With those models, it doesn't really matter if you fill them up or not. As soon as you close the quick disconnect, water flows into the canister through the inlet, air goes out the outlet. I fill mine up, because I don't want the scare the fish too much with the sudden bubble bath from the spray bar (which is located on the bottom!)
|02-01-2004 04:02 PM|
This is a repost of part of another thread going on now, I think that the topic deserves it's own heading so I'm beginning anew.
Many people choose to fill the canister with water before reconnecting, in the hopes that excluding that air will make start up easier. This does not solve the problem for typically a bubble will be trapped below the valves and the bubble rising in the inlet line breaks the siphon or get trapped in the impeller and airlocks the filter. Most importantly, this method ignores the physics involved.
The whole thing to priming is to be sure the air is expelled the right way, through the outlet side of the filter, not up the inlet which will break your siphon. How much air is expelled is not important, as long as it moves the right way. That can be done, as was said in the other thread, by connecting the waterfilled inlet lines to the canister and letting air out the outlet side of the filter until water has filled the filter and runs out the outlet (have a towel or bucket handy.)
It can also be done by having the outlet tube completely empty of water when the unit is reconnected, but be sure the in-tank outlet/spraybar is above (or alt least very near) the level of water in the tank so air can escape. The weight of the water in the inlet tubes will assure you that no air can move up the inlet line, water will flow down that tube, air up the other.
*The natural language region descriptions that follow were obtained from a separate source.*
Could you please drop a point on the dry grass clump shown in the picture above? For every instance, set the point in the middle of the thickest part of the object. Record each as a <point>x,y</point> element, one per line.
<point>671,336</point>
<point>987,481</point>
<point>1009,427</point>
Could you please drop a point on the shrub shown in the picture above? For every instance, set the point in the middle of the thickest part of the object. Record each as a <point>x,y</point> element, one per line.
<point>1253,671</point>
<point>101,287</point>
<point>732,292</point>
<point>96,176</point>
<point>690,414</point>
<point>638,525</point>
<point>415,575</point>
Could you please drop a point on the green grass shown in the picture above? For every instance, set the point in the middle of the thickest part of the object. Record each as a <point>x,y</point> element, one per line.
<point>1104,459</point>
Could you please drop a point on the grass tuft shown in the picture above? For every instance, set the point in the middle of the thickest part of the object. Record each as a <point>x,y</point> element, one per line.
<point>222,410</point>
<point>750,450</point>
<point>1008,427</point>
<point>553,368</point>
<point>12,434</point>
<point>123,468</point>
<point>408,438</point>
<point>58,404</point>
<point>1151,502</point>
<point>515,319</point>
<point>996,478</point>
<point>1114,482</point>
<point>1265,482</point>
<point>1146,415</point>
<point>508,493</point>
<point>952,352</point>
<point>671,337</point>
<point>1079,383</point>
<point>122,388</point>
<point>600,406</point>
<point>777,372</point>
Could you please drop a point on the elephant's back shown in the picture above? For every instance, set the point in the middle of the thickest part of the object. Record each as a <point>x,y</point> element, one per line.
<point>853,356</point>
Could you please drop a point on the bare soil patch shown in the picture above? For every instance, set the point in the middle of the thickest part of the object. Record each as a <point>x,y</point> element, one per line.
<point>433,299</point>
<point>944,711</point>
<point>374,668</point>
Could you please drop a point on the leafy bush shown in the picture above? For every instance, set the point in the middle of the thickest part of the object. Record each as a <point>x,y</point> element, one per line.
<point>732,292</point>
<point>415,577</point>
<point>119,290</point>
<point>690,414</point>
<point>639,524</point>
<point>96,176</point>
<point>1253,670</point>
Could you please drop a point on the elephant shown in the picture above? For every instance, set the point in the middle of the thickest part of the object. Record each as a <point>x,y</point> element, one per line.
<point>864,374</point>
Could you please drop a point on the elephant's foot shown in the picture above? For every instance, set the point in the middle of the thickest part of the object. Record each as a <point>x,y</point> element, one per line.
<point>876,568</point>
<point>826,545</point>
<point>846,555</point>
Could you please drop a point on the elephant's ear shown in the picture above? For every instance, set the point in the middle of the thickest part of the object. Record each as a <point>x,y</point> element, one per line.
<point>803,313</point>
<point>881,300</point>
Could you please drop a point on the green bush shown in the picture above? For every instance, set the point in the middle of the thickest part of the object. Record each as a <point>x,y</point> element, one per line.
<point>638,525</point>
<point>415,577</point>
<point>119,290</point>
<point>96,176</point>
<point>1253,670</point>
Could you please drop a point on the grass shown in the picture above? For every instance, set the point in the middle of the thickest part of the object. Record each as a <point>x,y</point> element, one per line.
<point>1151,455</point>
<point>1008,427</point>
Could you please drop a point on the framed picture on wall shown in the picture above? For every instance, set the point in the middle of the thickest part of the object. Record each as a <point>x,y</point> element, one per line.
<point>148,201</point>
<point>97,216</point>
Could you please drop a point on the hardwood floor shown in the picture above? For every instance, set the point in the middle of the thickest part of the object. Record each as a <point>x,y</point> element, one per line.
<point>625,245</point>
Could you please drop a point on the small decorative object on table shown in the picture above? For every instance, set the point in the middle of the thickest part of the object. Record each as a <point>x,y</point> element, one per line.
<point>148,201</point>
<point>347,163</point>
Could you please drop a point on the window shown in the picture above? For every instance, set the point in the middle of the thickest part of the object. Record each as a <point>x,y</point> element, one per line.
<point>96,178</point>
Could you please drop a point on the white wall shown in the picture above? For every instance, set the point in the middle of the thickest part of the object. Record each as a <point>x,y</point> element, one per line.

If both tubes are dry, perhaps you just cleaned the tubes, connect the inlet taps, suck on the filter outlet tap just to get water flowing into the filter then connect the outlet tubes before the filter is full, all the inlet side is full of water which is heavy, so air must go up the outlet. When rushing water stops you turn on the filter. If the inlet tube is still full, perhaps you bled water from the lines to clean them and the outlet is empty but the inlet is full, then simply connect all tubes, open outlet taps to allow air flow, then open inlet taps to begin water flow. Again, when the water stops rushing, turn on the filter.
I cut the &#%$@% out of my hand rocking a Fluval 303 trying to get it going following that bad advice to first fill the filter with water. I spent an hour on the stupid thing, running late for an appointment by then, and while rocking the filter to try to get the air out my knuckle hit the sharp glass edge of the lower tank. It bled a lot, a real gusher. So I finally had to sit and think about why it was so difficult. Looking that physics of the thing, it becomes obvious -- you gotta get the air to go up the outlet. Either bleed it out, past the impeller by letting air, then water, escape the canister from the outlet side, or have the entire oulet line full of air so that it all has to go up with water pushing it from the inlet.
So, for units that have the integrated taps but no self priming, you might need to bleed all water from the outlet line -- I have begun doing this as part of my procedure, it flushes a lot of crud from the lines that otherwise can flood into the tank and it gives me some tank water in my bucket to rinse media in.
I find that the instructions on the canisters I have show pictures of the outlet lines (spray bars) above the water level of the tank when starting the filter, but they don't state that is necessary for air to get out of the system. Even the self-priming units can have difficulty if the outlet is below water when starting up if air needs to get out of the system.
If you are having trouble starting a canister -- look to the path the air is taking. It is the key.